А в цехах Ижорского завода экипажи боевых машин ждали, когда кончится ремонт, и прямо с завода вели обновленные машины на фронт.

Это — ленинградцы.

И немецкий солдат Герман Фукс под звуки артиллерийской музыки писал своему брату:

«...Вчера и сегодня здесь, под Петербургом, опять начался настоящий ад. Вчера мы ходили в атаку на гигантскую линию укреплений. Артиллерия стреляла целый день непрерывно. В сплошном огне нельзя было отличить отдельных выстрелов. Сейчас опять начинается кромешный ад. В гавани Петербурга находится еще один линкор и несколько крейсеров. Трудно себе представить, какие воронки образуют снаряды этих кораблей при разрыве. Один из них взорвался в 200 метрах от меня. Могу тебе сказать — я взлетел на два метра в воздух и грохнулся в сторону. Хочешь — верь, хочешь — не верь. Вся местность усеяна воронками от бомб и снарядов. Здесь валяется рука, там — нога, там — голова, у другого сразу несколько ран — вечная память о русских. Их нужно уничтожать железом, иначе мы ничего с ними не сделаем...»

Сначала гунн жаловался, что мешает взять Ленинград линия Мажино, якобы окружающая город. Потом свалил на морскую артиллерию, потом — все на мороз.

Да, мороз в этот год ударил особенно сильно. Выли метели, свистела пурга, термометр показывал 40. Тяжелая, беспощадная была зима. Но ведь и ленинградцам пришлось перенести эту зиму — и какая же это была зима! В трубах замерзла вода, в домах не было света, из-за нехватки топлива остановились трамваи. Каждый грамм хлеба минимальной нормы, полагавшейся на человека осажденного города, был на дорогом счету...

Дорого, очень дорого стоили каждому ленинградцу беспримерные месяцы блокады. Многие из нас не досчитались отцов, братьев, сестер, детей, матерей. У многих потемнели, глубоко впали глаза, лоб прорезали морщинки усталости, резче и жестче стали складки у рта.

Отстояли!

Долгие месяцы узкая полоска ладожского льда соединяла город с Большой землей, с любимой Родиной. Но всегда ленинградцы чувствовали ее заботливую руку, и никогда не было у людей нашего города ощущения оторванности, изолированности от страны, ее судеб, ее борьбы.

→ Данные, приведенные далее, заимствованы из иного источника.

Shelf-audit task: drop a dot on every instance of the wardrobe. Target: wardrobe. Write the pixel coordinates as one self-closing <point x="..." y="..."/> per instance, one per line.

«Чем тяжелее лишения, тем прекраснее победа!» — говорили когда-то солдаты армии Вашингтона, дравшиеся за независимость и свободу Америки.

— Да, чем тяжелее лишения, тем прекраснее победа, — могут повторить ленинградцы.

Солнце сияет над городом. В белые ночи дуют над заливом, над Балтикой теплые ветры с запада.

Есть города, имена которых давно перестали быть географическим понятием, большим или малым кружочком на карте мира.

Мы говорим: Ленинград, и это — стойкость. Мы говорим: Ленинград, и это — упорство. Мы говорим: Ленинград, и это — бессмертие.


Если спросят, что у меня было в жизни самое страшное, не раздумывая, отвечу: блокада.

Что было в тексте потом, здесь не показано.